At this point, the whole thing smelled overwhelmingly like grass, not peanut butter, and Sydney likes grass and I have never tried to hide a pill in grass (although that’s not a bad idea, come to think of it), so I figured she’d be fine.
Next I added the pumpkin.
And then the eggs.
And then it was time to mix it all together. I did run into some trouble in that my banana was a little too fresh and would not mash with only a whisk as a tool.
We once took Sydney to the beach and she ate a whole bunch of sand and the next day she made a turd composed entirely of beach sand and it looked a little like this:
A potato masher fixed that right up, though. (The banana, not the sandy turd. The sandy turd sort of just took care of itself.)
This mixture (I hesitate to call it dough, because, really, does it look like dough?) was pretty sticky and gross, so I stuck it in the refrigerator for a few minutes while I cleaned up and preheated the oven.
I decided on trying to roll it out and cut shapes. Really, it would have been best if I’d had bone-shaped cookie cutters. But I did have another shape of cookie cutter, sent to me by an adoring fan. Not exactly bone-shaped…
But boner-shaped is close enough, right? (Rimshot.)
Anyway, even refrigerated, the dough-ish substance in no way looked like it could be rolled out. My mom tried to teach me to bake when I was little. She failed, but I do remember that flour is very important when you are rolling things, so I got some fucking flour, man. Go big or go home.
I’d like to tell you that it helped and I successfully rolled out a beautiful round of dough. I cannot tell a lie, though.
Still, it was more-or-less flat, so I attempted a few cookie cutter shapes. I made three-ish before I gave up.
After that I just rolled them into balls and then squished them flat.
Into the oven they went, and I attempted to clean up the kitchen in the meantime, as it was covered with sticky-whatever. The dog, who had been avoiding me since the whole peanut butter scandal, came trotting back into the kitchen to inspect the garbage.
Yes, my dog is excited by the prospect of eating whatever is in that bag of three-day-old kitchen garbage, and yet I am making her homemade dog treats. The irony does not escape me.
Forty-five minutes later, grass-smelling lumps of crunch-turds came out of the oven.
This time, Sydney was willing to sample them, probably because she couldn’t smell the peanut butter over the overwhelming stench of old sage.
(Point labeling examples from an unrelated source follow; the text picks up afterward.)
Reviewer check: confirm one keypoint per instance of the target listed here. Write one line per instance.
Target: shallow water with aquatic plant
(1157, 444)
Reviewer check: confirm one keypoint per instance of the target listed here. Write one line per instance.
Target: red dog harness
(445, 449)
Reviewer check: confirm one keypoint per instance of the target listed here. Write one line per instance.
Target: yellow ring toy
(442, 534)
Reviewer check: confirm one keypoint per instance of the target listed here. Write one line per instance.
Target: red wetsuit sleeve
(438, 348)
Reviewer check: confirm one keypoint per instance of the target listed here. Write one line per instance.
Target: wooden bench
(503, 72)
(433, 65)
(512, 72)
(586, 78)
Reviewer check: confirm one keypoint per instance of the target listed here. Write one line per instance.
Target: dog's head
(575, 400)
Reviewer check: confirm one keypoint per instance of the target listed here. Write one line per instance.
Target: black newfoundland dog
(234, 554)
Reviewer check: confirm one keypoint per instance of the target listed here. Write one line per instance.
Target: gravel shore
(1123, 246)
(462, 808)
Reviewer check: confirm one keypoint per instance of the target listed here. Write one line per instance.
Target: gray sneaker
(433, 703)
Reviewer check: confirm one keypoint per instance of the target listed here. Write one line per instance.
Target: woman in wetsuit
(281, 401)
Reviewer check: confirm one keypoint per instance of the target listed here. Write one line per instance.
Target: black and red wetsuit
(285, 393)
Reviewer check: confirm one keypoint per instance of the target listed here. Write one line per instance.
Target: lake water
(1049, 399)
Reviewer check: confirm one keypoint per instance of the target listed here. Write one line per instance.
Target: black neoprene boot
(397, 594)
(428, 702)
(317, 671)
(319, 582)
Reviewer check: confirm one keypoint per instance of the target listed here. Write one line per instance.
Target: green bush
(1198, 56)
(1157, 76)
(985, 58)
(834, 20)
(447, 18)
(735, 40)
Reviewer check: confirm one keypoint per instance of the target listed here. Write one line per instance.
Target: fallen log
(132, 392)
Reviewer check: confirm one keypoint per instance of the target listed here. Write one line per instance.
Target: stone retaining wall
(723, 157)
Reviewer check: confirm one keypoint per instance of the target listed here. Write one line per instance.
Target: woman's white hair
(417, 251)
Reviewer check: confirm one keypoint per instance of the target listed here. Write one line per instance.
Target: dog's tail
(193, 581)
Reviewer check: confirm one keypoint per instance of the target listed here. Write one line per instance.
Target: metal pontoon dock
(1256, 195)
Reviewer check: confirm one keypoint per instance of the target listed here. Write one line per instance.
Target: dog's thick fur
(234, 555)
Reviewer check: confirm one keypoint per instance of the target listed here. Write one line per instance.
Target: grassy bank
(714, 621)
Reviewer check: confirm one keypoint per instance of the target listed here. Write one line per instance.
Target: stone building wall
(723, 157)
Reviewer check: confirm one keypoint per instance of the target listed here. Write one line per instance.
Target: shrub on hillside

She was a little cautious about the first one, but then she began performing all of her tricks one after the other without commands in order to earn more.
So I’d say we have a dog-rated success on our hands.
But I can’t just leave well enough alone and assume that these treats are a success just because my dog likes them. Who cares what the dog thinks anyway? Her palate is not exactly discerning. She eats trash and poop and drinks out of mud puddles, guys.
You know where this is going, right? I decided to try these myself. Here’s how that went:
And then I stopped taking pictures because I had to run and go spit it out. Let me just say that these dog treats are not fit for human consumption. And let me also add that now I know why it does not bother my dog to lick her own anus, because I imagine dog anus probably tastes better than these dog treats.
Will I be attempting this again? No. Hell no. I mean, yes, the dog likes them, but they were a lot of work, I don’t have any more old sage, and I can’t eat them in a pinch, which seems important. Sorry, Sydney. You’ll have to put up with Milkbones, I guess.